Mayo Clinic’s Halamka: Telehealth boom slowing, but don’t expect it to go back to pre-COVID rates

The rapid adoption of virtual care during the COVID-19 pandemic may be winding down compared to levels it reached early in the COVID-19 pandemic.

But that shift marked a “sea change” in healthcare that will have a long-term impact on how care is delivered, said Mayo Clinic health IT leader John Halamka.

“Organizations were at 5% telehealth visits and that went up to 95% [early in the pandemic] and now it’s down to 25%. Organizations went from 5% to 25% in six months,” said Halamka, president of Mayo Clinic Platform, speaking during a virtual roundtable Tuesday hosted by Google Cloud. 

Future virtual care growth will be driven by a number of factors including increased patient demand for these services along with permanent regulatory changes supporting telehealth and increased adoption of payment models that focus on cost savings, he said. “What I’m seeing is that this change is here to stay and we’ll start at a baseline of 20% to 25% and grow from there,” he said.

The buzz around telehealth continues even as some data shows that virtual care usage is dropping after hitting peaks in April.

Recent electronic health record data from Epic indicates that volumes peaked in mid-April when telehealth visits comprised 69% of total visits. Since then, levels have dropped to make up only 21% of total visits, though this is still much higher than the rates seen before the pandemic, less than 0.01%, Epic reported.

As telehealth rates rise and fall, health systems are continuing to invest resources in virtual care solutions, experts say.

“Most CIOs (chief information officers) we talk to say they are looking to invest in these new platforms and are looking for permanent solutions to scale,” said Aashima Gupta, director of global healthcare solutions at Google Cloud.

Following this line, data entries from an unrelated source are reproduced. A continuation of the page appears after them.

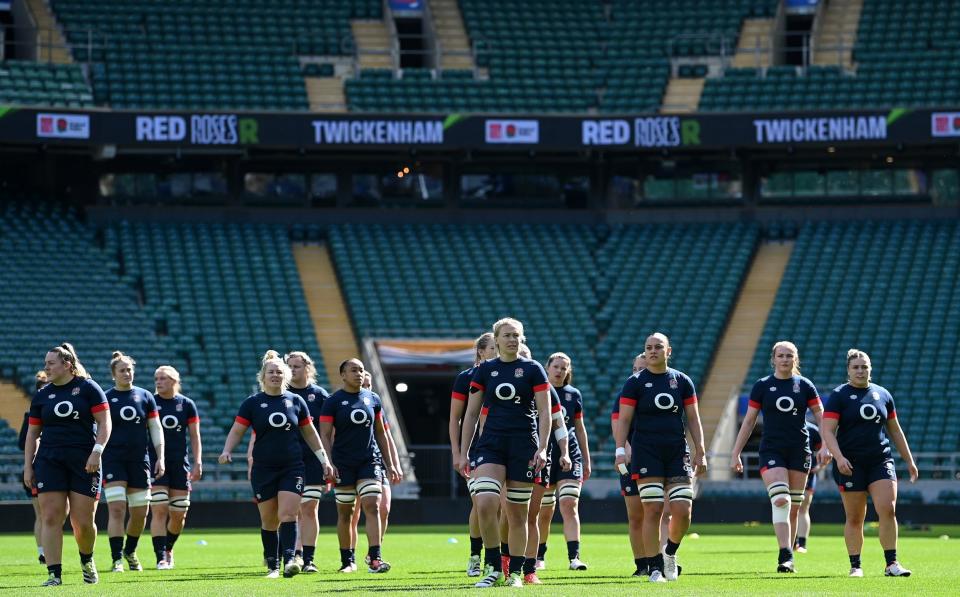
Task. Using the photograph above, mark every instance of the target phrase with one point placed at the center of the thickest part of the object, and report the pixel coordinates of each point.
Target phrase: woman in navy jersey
(512, 447)
(41, 380)
(785, 454)
(483, 349)
(279, 418)
(567, 483)
(859, 422)
(628, 488)
(303, 382)
(126, 463)
(170, 496)
(543, 492)
(356, 415)
(386, 496)
(71, 412)
(803, 520)
(660, 396)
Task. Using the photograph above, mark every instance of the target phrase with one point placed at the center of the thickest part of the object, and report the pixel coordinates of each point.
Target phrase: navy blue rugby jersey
(508, 394)
(353, 415)
(862, 415)
(129, 411)
(276, 420)
(461, 385)
(571, 407)
(659, 400)
(816, 442)
(314, 397)
(176, 416)
(66, 414)
(784, 404)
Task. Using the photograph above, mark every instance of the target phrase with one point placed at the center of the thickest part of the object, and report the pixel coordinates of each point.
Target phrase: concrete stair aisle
(451, 34)
(328, 309)
(49, 34)
(739, 342)
(682, 96)
(373, 44)
(755, 44)
(837, 32)
(325, 94)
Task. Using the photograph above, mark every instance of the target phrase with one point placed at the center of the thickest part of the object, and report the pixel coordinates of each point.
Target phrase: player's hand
(539, 460)
(197, 471)
(699, 463)
(824, 456)
(462, 466)
(620, 464)
(29, 479)
(395, 473)
(844, 466)
(93, 463)
(736, 464)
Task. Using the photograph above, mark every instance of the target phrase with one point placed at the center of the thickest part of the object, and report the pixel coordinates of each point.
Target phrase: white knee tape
(180, 503)
(683, 493)
(651, 492)
(139, 498)
(569, 492)
(369, 489)
(780, 513)
(484, 485)
(311, 492)
(115, 494)
(345, 496)
(519, 495)
(776, 491)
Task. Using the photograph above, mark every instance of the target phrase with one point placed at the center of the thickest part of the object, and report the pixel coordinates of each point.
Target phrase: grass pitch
(724, 560)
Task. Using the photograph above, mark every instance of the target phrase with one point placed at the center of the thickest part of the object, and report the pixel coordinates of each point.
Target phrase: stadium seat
(600, 270)
(889, 288)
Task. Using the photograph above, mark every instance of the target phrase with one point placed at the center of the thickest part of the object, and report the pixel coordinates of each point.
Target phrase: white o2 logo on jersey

But the uptick in virtual care presents major challenges to provider organizations that have already invested a lot of money into brick-and-mortar facilities, said Medically Home’s CEO Raphael Rakowski.

“These changes are not going to roll back so you will have to rethink how the real estate is used,” he said. “A quote that I heard recently is that if you don’t have a backfill plan and can’t fill those empty beds, then you going to need a backhoe to raze your building.”

Future of virtual care

The pandemic has accelerated progress in virtual care more in the past 12 weeks than in the past 12 years, Rakowski said.

Healthcare leaders are recognizing an opportunity to separate medical services from physical assets such as hospital facilities, Rakowski said.

Mayo Clinic scaled up its virtual care services in partnership with Boston-based Medically Home. In July, the two organizations launched an at-home advanced care model for patients in Jacksonville, Florida and Eau Claire, Wisconsin.

Virtual care is helping to increase access to care because providers are not tied to a particular geography, Halamka said.

“The pilot in Wisconsin, it’s a rural setting that doesn’t have huge access to capital to build more brick and mortar. With Medically at Home, we see twice as many patients using the same expertise and the same staff without having to build new buildings,” he said.

Mayo Clinic’s partnership with Google Cloud has played a pivotal role in the health system’s pivot to virtual care during the pandemic, Halamka said.

In September, Mayo Clinic tapped Google Cloud as a strategic partner to accelerate innovation in artificial intelligence, analytics and digital tools.

The organizations were “well on that journey” when the coronavirus hit the U.S., prompting a quick shift in direction, Gupta said.

Halamka, who joined Mayo Clinic in January, said the health systems’ 2030 technology strategy quickly became it’s 2020 tech strategy.

“There was a rapid acceleration of virtual care, remote monitoring and bringing in data from multiple disparate sources. That all requires different workflow applications and privacy-protecting data analytics and we could not do that in an agile way without a cloud platform,” he said.

Moving forward, organizations will need a hybrid approach that brings physical care and virtual care together in a centralized care model, Rakowski said.

As virtual care and remote monitoring player a bigger role in how care is delivered, AI will be a critical tool to help separate “the signal from the noise” with more health data coming in from disparate sources, Halamka said.

Mayo Clinic is leaning on Google Cloud to develop what Halamka called an “AI factory” that enables any clinician at Mayo to build algorithms using Mayo de-identified data that can be incorporated into clinical workflows.

“I think you’re going to see, in the next several quarters, more automation, more chatbots and more focus on democratizing technology expertise because we’re ready for the change,” he said.